When a developer has this ability to quickly find a problem in a complex distributed service, he can subsequently focus attention on how to replicate problems. Certainly, errors occur when customers use a service differently than developers expected or when unexpected circumstances occur. Our experience at HP suggests that developers generally simulate error-prone uses of their application instead of waiting for errors to occur. Part of the reason for this approach, obviously, is to design test plans. For example, developers might suggest testing to learn if a system can handle hundreds of thousands of transactions at once. Simulating such error-causing circumstances is much harder than allowing them to occur naturally, and it forces developers to write additional code for the simulations, and that has a dramatic impact on productivity.
|A mechanism to match service-level agreements with deployed services would reduce errors and customer complaints.|
What is needed is a tool that can assist with Web service testing, both from the service perspective and from the customer perspective. From a service perspective, transactions must be automatically generated that can mimic the behavior of specific circumstances, such as high volumes. From a customer perspective, client-oriented tools must be able to capture and reproduce a usage flow through a Web site, from logon to exiting, just as if a customer had browsed the site.
With both of these tools in place, developers can design a complete range of tests to simulate situations where the Web service infrastructure might fail or become intolerably slow. Along with simulation capabilities comes the need to monitor and record the infrastructure activity during both testing and production use to identify the source of problems. For example, it would be useful to identify what types of customers are having trouble, such as those in certain geographies or those using a particular connection type or ISP. Another useful measurement is to compare Web site performance to Web server performance. This can indicate the server components are not properly distributed across the network infrastructure.
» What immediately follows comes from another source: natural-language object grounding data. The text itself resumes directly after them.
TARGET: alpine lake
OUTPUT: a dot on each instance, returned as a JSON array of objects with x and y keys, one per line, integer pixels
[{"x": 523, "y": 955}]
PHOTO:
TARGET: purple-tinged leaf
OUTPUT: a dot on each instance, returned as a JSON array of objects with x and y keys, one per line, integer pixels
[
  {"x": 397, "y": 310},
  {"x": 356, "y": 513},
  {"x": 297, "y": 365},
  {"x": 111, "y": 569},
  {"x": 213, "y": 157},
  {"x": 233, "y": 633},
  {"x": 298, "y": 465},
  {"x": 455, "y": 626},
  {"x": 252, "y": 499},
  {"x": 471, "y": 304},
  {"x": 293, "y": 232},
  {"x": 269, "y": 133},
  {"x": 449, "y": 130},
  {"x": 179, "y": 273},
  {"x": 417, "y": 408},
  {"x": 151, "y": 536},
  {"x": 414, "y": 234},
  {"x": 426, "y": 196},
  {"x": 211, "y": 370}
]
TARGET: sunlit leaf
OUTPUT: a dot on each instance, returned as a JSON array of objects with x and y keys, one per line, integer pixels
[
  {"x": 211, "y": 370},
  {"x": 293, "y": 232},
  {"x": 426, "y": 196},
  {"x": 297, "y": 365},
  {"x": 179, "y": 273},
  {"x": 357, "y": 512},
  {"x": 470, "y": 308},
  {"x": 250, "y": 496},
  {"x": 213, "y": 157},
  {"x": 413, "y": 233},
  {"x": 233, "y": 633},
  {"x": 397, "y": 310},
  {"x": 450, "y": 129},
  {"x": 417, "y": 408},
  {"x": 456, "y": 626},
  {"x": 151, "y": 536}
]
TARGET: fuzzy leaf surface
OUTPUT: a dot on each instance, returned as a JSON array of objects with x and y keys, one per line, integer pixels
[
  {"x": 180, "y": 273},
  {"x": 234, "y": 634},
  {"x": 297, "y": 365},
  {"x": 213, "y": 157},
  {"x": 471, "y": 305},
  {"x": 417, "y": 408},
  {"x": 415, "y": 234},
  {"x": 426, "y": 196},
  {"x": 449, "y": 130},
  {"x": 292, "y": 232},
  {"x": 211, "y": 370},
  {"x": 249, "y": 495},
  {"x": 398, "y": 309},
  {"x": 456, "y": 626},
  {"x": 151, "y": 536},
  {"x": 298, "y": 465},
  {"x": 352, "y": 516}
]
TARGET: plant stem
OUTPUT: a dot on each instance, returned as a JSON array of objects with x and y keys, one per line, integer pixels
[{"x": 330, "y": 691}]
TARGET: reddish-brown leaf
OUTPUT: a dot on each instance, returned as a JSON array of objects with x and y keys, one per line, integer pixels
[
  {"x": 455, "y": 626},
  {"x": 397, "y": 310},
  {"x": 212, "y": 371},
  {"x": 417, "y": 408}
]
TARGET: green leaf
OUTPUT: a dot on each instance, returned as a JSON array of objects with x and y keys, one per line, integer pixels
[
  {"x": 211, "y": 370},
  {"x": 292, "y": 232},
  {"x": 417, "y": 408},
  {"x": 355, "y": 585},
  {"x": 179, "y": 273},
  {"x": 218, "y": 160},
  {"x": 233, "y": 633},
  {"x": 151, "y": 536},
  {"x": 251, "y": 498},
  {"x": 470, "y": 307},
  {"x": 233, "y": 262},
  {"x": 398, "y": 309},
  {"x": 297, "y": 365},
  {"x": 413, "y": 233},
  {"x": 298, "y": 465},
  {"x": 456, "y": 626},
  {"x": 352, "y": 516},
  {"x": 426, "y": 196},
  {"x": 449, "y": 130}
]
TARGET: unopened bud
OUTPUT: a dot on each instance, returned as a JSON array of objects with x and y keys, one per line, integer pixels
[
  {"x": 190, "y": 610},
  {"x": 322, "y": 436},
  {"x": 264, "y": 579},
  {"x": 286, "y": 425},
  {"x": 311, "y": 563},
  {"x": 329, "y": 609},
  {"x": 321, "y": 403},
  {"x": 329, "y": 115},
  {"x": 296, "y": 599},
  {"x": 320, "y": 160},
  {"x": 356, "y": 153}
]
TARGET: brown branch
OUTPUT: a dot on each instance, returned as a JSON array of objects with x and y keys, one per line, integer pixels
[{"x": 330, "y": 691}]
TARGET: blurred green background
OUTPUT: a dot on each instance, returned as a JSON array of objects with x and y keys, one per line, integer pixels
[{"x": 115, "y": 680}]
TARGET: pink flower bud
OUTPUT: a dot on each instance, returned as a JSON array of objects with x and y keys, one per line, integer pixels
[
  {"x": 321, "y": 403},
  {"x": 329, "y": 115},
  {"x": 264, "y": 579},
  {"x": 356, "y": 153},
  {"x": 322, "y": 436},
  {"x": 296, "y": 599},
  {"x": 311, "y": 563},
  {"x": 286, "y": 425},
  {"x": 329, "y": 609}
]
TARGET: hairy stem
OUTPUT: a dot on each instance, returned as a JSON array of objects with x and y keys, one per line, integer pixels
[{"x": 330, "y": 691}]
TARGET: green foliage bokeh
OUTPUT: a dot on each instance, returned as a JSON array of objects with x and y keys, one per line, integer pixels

Another area where bridging the gap through operational monitoring impacts developer productivity is in Web service creation. A mechanism to match service-level agreements with deployed services would reduce errors and customer complaints. For example, in the long-distance rate-plan service, many network-infrastructure elements are required to execute the entire service, such as network storage for a database, gateways to internal and external networks for multi-vendor rate calculations, and internal Web servers for adequate performance.